University decline amid shrinking resources prompts many students to question their overall academic and college experiences. Nationally, as the size of cohorts available to boost yearly enrollment totals decreases, colleges and universities schools must leverage whatever perks they can offer to attract new students. One such perk is financial remediation – either through scholarships or grants offered at the start of student careers or through loan repayment assistance or debt forgiveness offered after graduation. Institutions – and states – that have less to offer are likely to lose out in the competition for new college enrollments.
How Can Maine Move Forward?
Senator Libby is an assistant leader in the Maine legislature, a person with considerable political clout to back up his will to advance student debt relief legislation. Nevertheless, prospects for his bill were limited from the start because it was rhetorically linked not to economic development, but to unpopular social welfare policies.
As political scientists Anne Schneider and Helen Ingram proposed, programs can be placed at a political disadvantage if their potential beneficiaries are negatively understood. Put plainly, the wrong message was sent when proponents described the bill as “relief” for student loan borrowers who were unable to comply with contractual agreements. Especially in the state of Maine, there is little sympathy for groups experiencing financial stress – including students who fall prey to predatory loans or simply cannot repay student debt for other reasons. Many in Maine and elsewhere believe people who end up in personal financial distress should have known what they were getting into and should work to lift themselves out of financial duress by themselves – whether or not this is a realistic option in many cases. This widely held opinion appears in the transcripts of the public hearings about Senator Libby’s bill, as well as in transcripts of other legislative hearings about relief for financial burdens.
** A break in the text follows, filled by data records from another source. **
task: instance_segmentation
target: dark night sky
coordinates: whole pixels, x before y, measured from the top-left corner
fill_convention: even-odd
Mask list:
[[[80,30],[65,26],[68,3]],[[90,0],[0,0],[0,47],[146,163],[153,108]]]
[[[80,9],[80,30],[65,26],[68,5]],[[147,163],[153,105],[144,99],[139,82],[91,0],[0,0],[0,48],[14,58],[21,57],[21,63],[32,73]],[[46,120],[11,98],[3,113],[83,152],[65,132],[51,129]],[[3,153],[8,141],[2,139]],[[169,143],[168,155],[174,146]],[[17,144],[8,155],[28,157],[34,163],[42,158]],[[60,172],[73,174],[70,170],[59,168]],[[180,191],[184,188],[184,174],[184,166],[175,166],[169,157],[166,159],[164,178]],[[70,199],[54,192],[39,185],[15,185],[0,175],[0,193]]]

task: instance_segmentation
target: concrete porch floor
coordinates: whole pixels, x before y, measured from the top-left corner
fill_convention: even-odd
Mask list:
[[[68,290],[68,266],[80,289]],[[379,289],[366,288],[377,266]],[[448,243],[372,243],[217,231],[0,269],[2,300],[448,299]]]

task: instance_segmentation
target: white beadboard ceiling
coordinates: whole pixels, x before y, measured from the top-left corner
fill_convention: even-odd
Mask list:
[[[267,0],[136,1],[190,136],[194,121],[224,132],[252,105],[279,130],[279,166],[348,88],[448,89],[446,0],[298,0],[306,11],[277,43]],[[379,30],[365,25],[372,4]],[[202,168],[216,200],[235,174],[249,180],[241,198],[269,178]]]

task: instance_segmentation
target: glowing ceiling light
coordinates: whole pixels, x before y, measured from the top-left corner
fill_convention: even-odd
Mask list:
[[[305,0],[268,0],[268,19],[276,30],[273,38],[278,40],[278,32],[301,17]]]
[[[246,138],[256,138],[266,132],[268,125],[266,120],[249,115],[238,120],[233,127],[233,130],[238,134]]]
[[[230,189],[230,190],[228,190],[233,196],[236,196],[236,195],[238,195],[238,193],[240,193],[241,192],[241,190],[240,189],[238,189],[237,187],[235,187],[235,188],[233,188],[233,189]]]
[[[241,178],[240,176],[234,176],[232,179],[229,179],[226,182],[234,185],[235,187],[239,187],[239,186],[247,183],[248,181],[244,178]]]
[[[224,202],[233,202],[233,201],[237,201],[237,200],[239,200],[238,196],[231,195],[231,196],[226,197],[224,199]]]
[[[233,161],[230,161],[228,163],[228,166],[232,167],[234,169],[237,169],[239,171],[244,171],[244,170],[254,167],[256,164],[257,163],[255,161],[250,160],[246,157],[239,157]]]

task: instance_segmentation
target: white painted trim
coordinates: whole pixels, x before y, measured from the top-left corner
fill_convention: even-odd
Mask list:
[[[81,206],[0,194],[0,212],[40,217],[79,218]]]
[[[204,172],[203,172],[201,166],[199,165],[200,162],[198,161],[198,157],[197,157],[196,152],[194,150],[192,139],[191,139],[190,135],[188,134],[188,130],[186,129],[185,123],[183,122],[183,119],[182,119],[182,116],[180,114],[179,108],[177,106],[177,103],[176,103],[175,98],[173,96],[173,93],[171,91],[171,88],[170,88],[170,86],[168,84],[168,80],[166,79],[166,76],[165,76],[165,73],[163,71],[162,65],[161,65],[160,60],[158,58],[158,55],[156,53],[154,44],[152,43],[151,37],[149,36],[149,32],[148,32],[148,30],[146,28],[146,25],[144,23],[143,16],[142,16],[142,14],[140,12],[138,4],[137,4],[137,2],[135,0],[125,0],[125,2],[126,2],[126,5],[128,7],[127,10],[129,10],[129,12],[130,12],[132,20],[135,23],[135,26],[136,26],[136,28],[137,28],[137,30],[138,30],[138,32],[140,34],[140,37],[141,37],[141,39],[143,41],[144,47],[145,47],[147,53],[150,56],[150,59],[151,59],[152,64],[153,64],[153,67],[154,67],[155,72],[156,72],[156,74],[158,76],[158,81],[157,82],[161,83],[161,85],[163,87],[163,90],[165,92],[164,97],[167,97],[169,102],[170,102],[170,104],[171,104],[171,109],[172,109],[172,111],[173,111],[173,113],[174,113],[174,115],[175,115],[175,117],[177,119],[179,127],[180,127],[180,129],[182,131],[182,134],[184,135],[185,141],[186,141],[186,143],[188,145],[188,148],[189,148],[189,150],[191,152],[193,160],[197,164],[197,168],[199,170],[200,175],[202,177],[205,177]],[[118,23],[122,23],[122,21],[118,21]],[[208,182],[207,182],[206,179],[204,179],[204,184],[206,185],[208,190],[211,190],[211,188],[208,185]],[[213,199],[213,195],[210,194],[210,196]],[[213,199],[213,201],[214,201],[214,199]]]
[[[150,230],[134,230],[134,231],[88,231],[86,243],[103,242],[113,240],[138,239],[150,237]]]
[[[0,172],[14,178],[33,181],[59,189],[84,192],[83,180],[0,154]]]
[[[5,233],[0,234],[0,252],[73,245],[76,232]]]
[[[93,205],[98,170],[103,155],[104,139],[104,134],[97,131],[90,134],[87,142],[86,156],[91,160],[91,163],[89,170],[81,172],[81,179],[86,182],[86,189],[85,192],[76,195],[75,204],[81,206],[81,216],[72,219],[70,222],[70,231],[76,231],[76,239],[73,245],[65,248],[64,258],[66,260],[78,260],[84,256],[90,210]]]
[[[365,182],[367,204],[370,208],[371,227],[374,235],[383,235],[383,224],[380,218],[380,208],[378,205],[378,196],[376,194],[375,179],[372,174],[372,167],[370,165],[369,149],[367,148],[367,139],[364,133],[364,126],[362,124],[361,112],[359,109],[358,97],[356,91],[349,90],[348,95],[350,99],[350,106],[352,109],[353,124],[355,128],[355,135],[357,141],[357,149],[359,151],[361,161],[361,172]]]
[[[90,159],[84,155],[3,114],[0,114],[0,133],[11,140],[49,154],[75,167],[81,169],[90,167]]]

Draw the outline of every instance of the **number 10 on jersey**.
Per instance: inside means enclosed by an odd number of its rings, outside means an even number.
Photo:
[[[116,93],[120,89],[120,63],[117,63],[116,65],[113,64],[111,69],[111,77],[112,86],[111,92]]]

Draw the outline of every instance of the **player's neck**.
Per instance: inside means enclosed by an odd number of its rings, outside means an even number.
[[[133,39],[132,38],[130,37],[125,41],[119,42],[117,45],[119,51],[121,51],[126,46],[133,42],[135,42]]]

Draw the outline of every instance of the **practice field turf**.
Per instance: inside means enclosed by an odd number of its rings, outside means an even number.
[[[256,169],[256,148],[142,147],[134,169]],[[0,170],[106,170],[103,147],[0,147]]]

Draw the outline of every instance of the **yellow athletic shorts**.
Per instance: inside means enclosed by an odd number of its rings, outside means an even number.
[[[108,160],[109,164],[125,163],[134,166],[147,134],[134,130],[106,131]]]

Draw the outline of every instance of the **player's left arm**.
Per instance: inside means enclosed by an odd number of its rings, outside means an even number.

What is the alternative for fashioning more appealing messages? Instead of highlighting students who will escape debts, supporters of the Libby bill and similar efforts can feature potential state-wide benefits that are much harder to downplay or dismiss. Workforce development and the potential to boost Maine’s economy are the goals that should be front and center in public messaging, appealing to citizens’ desire to help Maine increase the vibrant, educated workforce it desperately needs.
Given conservative backlashes against “welfare” entitlement programs, it comes as no surprise that political resistance to student debt relief is easy to orchestrate. Yet the need for increased higher education funding is only going to grow – especially because many potential students have growing financial needs. Nontraditional students such as first generation students and adult learners are especially likely to need grants, scholarships, and debt mitigation. But to build public support, legislators must shift the focus from relieving financial burdens for individual beneficiaries and place the spotlight instead on furthering prosperity for all their constituents in a growing state economy.